DC-Switchable and Tunable Piezoelectricity in RF Thin-Film BST Capacitors

Ferroelectric materials such as (Ba_x Sr_1-x) TiO₃ (BST) exhibit a non-zero piezoelectric coefficient under a DC field. The piezoelectric coefficient increases from 0 as the applied DC bias increases from 0V. This gives rise to electrostrictive resonance behaviour in capacitors fabricated with these materials. This paper presents the results of high frequency measurements and simulations of induced piezoelectricity for multilayer BST thin film structures under a 10V DC bias. The Mason model and transmission line theory is used as the basis of the simulation and our work extends it to include the effects of other layers in the passivated capacitor device.
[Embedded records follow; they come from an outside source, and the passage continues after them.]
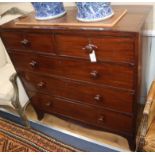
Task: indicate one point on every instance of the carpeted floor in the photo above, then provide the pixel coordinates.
(15, 138)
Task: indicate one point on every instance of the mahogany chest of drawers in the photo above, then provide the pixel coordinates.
(59, 77)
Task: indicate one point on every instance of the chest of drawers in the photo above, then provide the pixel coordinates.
(55, 68)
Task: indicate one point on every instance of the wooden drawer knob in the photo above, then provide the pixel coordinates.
(33, 64)
(101, 119)
(89, 48)
(48, 104)
(25, 43)
(41, 84)
(94, 74)
(98, 98)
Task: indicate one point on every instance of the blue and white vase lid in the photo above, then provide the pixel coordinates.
(48, 10)
(93, 11)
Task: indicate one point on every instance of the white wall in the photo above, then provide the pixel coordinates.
(151, 67)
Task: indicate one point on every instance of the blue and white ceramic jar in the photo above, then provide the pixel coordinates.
(48, 10)
(93, 11)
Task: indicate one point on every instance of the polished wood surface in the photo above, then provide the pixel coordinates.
(70, 19)
(54, 65)
(80, 92)
(84, 113)
(97, 73)
(131, 22)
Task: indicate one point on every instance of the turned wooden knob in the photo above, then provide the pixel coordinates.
(101, 119)
(33, 64)
(89, 48)
(48, 104)
(94, 74)
(25, 42)
(41, 84)
(98, 98)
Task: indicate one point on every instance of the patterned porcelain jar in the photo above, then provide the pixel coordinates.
(93, 11)
(48, 10)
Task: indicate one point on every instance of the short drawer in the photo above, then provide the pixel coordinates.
(104, 97)
(40, 42)
(83, 113)
(115, 75)
(107, 48)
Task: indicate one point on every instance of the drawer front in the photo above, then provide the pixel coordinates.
(86, 94)
(29, 41)
(121, 76)
(83, 113)
(108, 48)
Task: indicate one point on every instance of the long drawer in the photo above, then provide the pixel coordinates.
(40, 42)
(107, 48)
(105, 97)
(83, 113)
(116, 75)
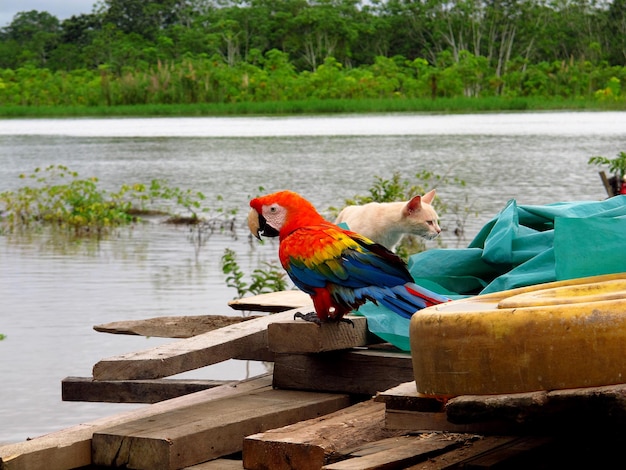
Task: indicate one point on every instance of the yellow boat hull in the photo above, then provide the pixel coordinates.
(560, 335)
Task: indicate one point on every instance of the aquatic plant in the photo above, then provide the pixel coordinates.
(58, 197)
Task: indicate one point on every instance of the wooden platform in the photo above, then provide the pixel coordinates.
(336, 399)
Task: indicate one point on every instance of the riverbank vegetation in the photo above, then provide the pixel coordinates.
(203, 57)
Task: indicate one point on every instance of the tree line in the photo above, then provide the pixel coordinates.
(132, 51)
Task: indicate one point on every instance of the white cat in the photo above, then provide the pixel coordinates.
(387, 222)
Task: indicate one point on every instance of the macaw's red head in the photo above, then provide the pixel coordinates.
(279, 214)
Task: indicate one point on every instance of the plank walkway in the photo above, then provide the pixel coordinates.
(337, 399)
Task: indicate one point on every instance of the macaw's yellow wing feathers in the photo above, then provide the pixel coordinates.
(340, 269)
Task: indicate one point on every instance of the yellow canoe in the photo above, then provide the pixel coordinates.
(560, 335)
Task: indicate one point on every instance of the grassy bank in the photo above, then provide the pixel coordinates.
(440, 105)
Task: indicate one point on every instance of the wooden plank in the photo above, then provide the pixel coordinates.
(218, 464)
(405, 397)
(131, 391)
(171, 326)
(208, 430)
(300, 337)
(451, 459)
(407, 409)
(556, 410)
(191, 353)
(420, 421)
(515, 454)
(71, 447)
(308, 445)
(399, 452)
(356, 371)
(273, 302)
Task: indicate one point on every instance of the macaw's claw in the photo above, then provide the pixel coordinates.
(311, 316)
(348, 321)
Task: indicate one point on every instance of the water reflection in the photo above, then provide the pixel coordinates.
(53, 293)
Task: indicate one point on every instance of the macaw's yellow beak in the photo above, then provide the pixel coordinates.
(254, 223)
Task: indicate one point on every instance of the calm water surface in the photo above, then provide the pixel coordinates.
(51, 294)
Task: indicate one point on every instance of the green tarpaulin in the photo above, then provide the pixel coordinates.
(522, 245)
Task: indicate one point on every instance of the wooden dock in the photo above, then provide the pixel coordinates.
(336, 399)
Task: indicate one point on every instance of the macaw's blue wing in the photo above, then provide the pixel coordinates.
(353, 269)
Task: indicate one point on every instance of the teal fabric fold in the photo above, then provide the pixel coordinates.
(522, 245)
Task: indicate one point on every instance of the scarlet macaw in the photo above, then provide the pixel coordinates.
(338, 268)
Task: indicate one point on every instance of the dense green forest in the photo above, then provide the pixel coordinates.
(129, 52)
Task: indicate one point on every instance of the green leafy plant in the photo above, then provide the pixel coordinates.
(617, 165)
(267, 278)
(58, 197)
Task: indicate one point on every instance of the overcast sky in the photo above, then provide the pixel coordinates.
(62, 9)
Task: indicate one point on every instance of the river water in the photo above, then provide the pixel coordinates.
(52, 293)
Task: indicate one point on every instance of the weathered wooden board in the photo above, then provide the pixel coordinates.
(71, 448)
(556, 410)
(208, 430)
(408, 410)
(515, 454)
(192, 353)
(456, 458)
(355, 371)
(308, 445)
(273, 302)
(399, 452)
(421, 421)
(171, 326)
(405, 397)
(299, 337)
(218, 464)
(131, 391)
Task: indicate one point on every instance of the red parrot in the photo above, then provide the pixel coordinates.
(339, 269)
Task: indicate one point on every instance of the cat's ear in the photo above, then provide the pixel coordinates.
(413, 205)
(429, 196)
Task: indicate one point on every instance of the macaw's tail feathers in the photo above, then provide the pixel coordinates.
(409, 298)
(431, 298)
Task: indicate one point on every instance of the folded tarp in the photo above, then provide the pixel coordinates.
(522, 245)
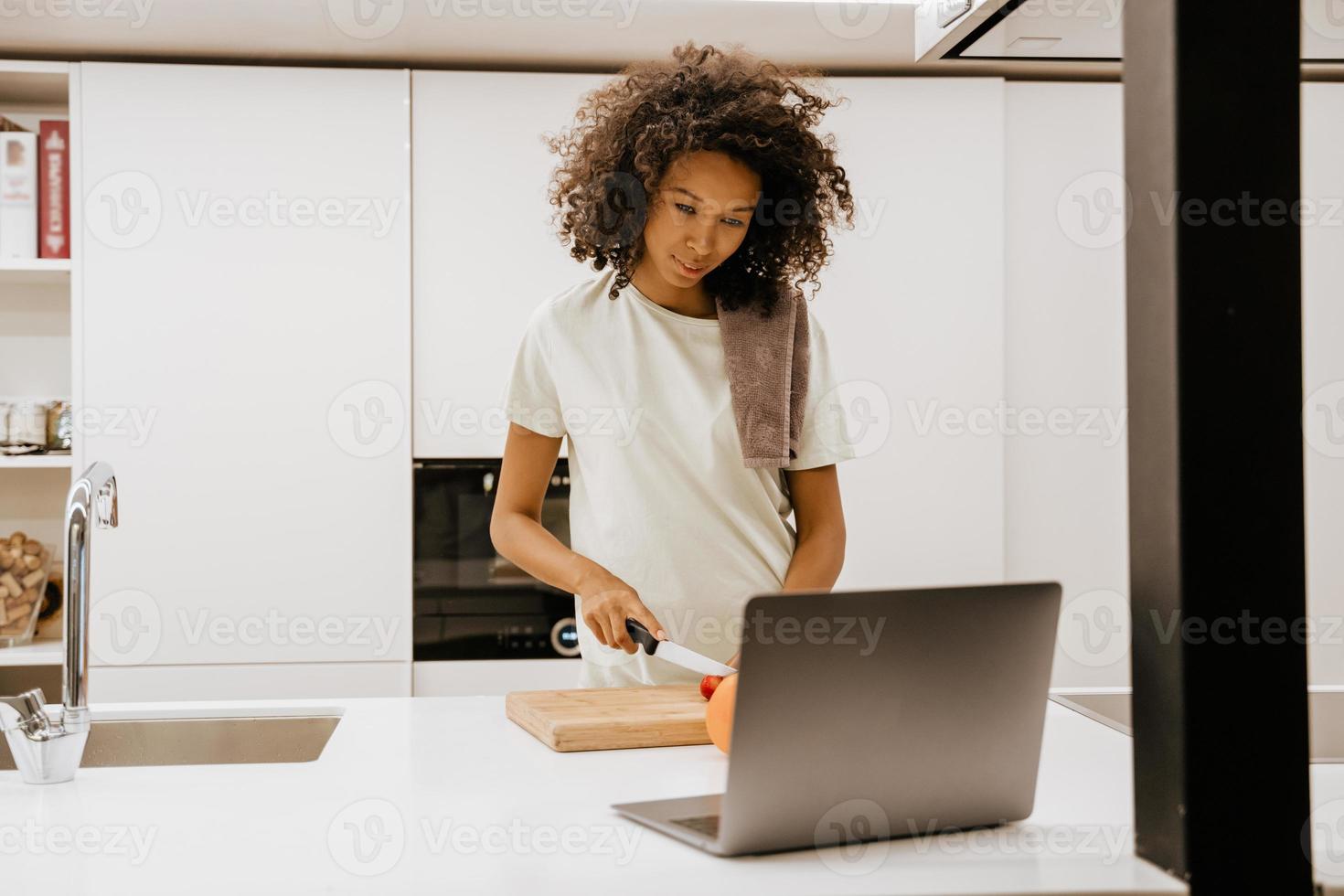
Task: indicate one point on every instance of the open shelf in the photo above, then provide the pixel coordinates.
(35, 653)
(35, 463)
(15, 272)
(34, 83)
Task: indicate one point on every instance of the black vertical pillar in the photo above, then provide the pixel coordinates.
(1215, 443)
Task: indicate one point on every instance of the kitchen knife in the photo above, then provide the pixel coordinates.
(675, 653)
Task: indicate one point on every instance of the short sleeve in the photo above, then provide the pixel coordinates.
(826, 435)
(531, 398)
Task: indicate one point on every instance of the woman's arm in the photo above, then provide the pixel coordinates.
(517, 534)
(818, 552)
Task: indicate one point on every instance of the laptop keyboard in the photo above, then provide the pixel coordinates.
(707, 825)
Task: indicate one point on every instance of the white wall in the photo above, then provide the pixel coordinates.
(1066, 504)
(912, 306)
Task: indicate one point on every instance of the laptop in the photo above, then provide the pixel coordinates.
(871, 715)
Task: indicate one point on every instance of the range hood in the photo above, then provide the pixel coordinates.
(1072, 32)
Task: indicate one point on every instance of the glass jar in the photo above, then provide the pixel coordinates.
(25, 564)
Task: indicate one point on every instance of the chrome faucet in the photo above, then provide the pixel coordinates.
(46, 750)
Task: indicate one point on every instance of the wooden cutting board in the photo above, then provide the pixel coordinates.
(611, 718)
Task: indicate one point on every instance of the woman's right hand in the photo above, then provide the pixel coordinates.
(606, 601)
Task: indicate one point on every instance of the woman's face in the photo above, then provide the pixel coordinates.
(699, 217)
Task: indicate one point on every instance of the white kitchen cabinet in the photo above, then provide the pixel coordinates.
(1323, 363)
(1066, 495)
(492, 677)
(249, 681)
(485, 251)
(246, 366)
(912, 306)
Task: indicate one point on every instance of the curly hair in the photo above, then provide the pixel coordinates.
(634, 128)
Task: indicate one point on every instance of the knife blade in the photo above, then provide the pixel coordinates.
(675, 653)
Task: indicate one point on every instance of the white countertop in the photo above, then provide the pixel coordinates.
(465, 802)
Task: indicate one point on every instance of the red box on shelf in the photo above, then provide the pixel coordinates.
(54, 189)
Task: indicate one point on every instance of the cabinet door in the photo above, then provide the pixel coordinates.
(1323, 389)
(246, 361)
(485, 251)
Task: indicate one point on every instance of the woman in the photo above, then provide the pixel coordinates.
(687, 182)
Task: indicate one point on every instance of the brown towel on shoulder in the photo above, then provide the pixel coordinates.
(768, 378)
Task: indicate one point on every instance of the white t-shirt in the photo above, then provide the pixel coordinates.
(659, 493)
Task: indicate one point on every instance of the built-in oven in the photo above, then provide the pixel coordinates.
(469, 602)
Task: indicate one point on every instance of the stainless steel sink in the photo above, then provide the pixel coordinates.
(1324, 706)
(202, 741)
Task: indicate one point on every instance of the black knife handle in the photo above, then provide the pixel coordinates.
(641, 635)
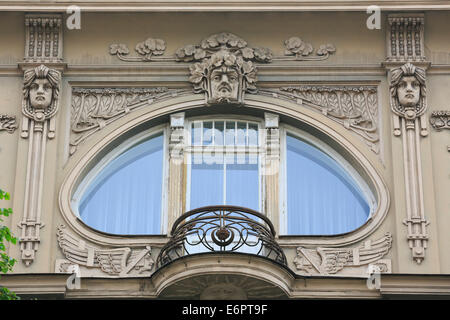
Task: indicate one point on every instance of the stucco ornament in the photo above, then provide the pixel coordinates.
(294, 46)
(224, 67)
(147, 50)
(39, 106)
(408, 104)
(41, 93)
(118, 262)
(408, 96)
(8, 123)
(328, 261)
(440, 119)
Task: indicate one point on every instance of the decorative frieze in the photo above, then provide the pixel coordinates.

High-frequency capacitors with 100 nm thick (Ba_0.5Sr_0.5) TiO₃ and Pt electrodes were fabricated on polycrystalline Al₂O₃ ceramic and Si substrates with an amorphous oxide buffer layer. Correlation between measurements and simulations allowed us to evaluate the piezoelectric coefficient, its switchability and tunability as well as the contribution of the multilayer film structure to the electrostrictive resonance behaviour. The model fits very well with the measurements and can be used to adjust the resonance peaks to the desired frequencies.